Upper Room offers spiritual aids to tsunami victims

United Methodist News Service
NASHVILLE, Tenn.—The Upper Room, a United Methodist ministry that provides spiritual resources to people around the world, is focusing on emotional needs of tsunami survivors.
The Upper Room, is “seeking the best ways that we here can support our colleagues there (in the Indian Ocean area) to respond to the emotional and spiritual needs of their people and support the efforts of their churches,” said the Rev. Stephen Bryant, editor and publisher.
The Upper Room, a unit of the General Board of Discipleship, meets spiritual needs through devotional magazines, books and printed resources. Its flagship devotional guide, The Upper Room, is published worldwide in 73 editions and 44 languages.
When tsunamis hit more than a dozen countries around the Indian Ocean Dec. 26, Upper Room officials immediately tried to contact their editors and partners in the affected areas, Bryant said.
“It took several days, but we eventually heard from all of them about their well-being and the conditions of their countries,” he said.
The Upper Room has editions and partners serving people in nearly all of the Indian Ocean areas affected by the tsunami, including Indonesia, India and Sri Lanka.
In each of the affected countries, editors of regional editions are focusing on the basic survival needs of the people.
“At the same time, we are talking with them about the next layer of relief—emotional and spiritual support for those traumatized by their severe losses,” said Bryant, a clergy member of the Southwest Texas Conference. “The spiritual healing, along with the physical reconstruction, will be the long-term ministry that the Upper Room in those areas must help support.”
Immediately after the tsunami hit and news of the devastation crossed the globe, the Upper Room hosted a public prayer service in Nashville. Upper Room staff prayed for colleagues, those killed, survivors and those providing rescue and relief. The prayer service is posted at www.gbod.org.

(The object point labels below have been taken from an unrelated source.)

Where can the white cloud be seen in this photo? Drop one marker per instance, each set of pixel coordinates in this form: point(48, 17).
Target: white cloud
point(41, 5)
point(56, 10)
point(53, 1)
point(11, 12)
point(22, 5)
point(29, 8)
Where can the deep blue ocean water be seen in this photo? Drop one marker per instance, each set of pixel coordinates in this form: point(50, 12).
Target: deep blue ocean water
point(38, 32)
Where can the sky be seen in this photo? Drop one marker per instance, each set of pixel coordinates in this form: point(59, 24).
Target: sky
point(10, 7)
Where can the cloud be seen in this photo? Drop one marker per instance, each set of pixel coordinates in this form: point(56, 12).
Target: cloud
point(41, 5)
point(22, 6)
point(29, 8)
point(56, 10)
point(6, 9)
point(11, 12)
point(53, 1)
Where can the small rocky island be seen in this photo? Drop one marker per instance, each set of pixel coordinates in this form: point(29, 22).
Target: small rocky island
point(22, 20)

Church leaders in Sri Lanka want a small booklet of scripture and prayers to help with pastoral care and trauma efforts, Bryant said.

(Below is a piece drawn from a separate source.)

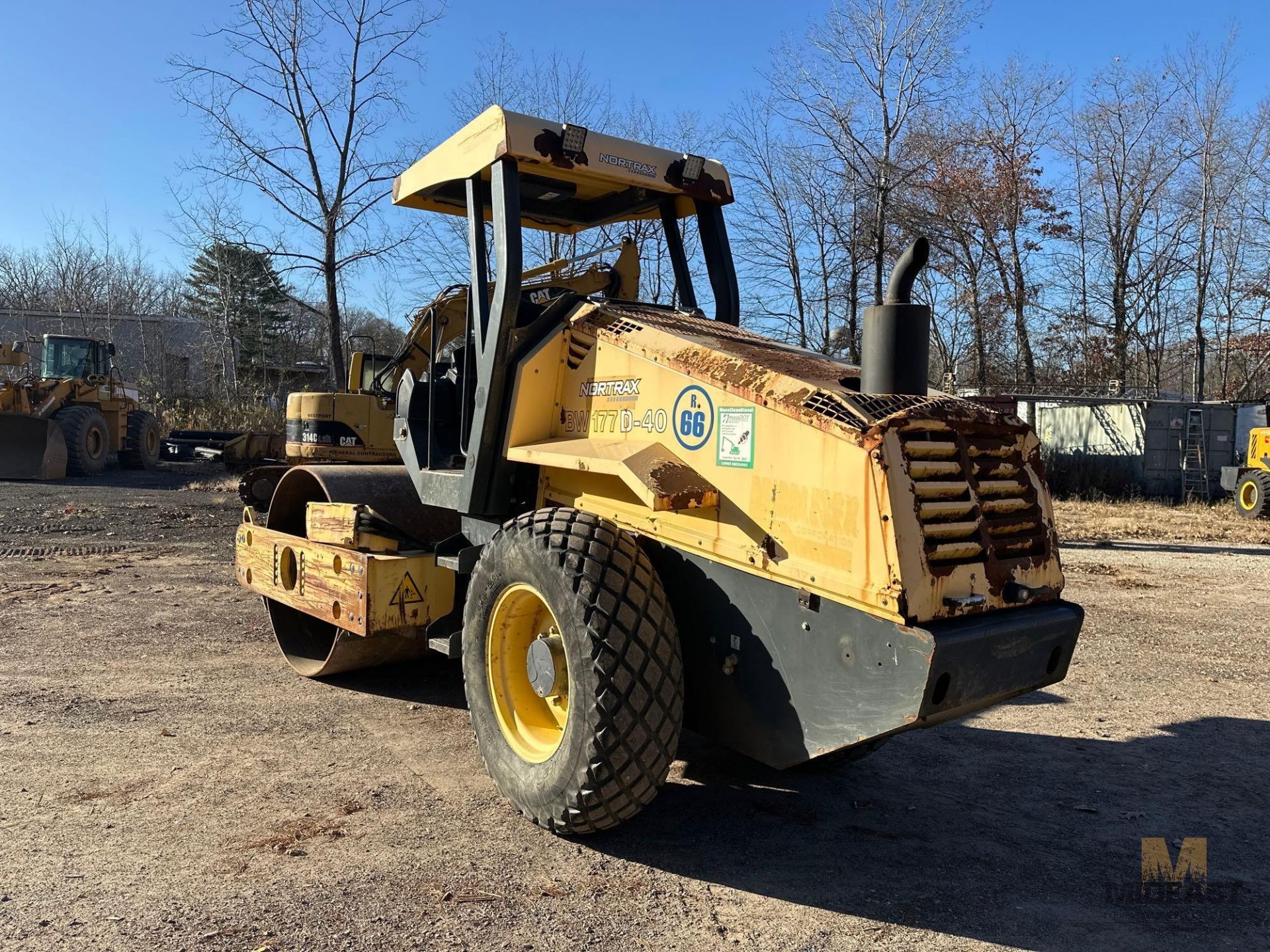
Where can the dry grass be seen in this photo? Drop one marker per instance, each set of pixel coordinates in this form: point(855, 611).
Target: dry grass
point(212, 484)
point(1169, 522)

“We are making such a booklet available and helping them locally print a large quantity,” he said. “Our contacts have also told us they need teams of people trained in dealing with trauma to train others, an aspect of the relief effort that they say has been missing thus far.”
In other areas, Upper Room editors are considering larger-than-usual print runs of The Upper Room in their languages for wider distribution to those in need. Each of these editions will need additional support, Bryant said.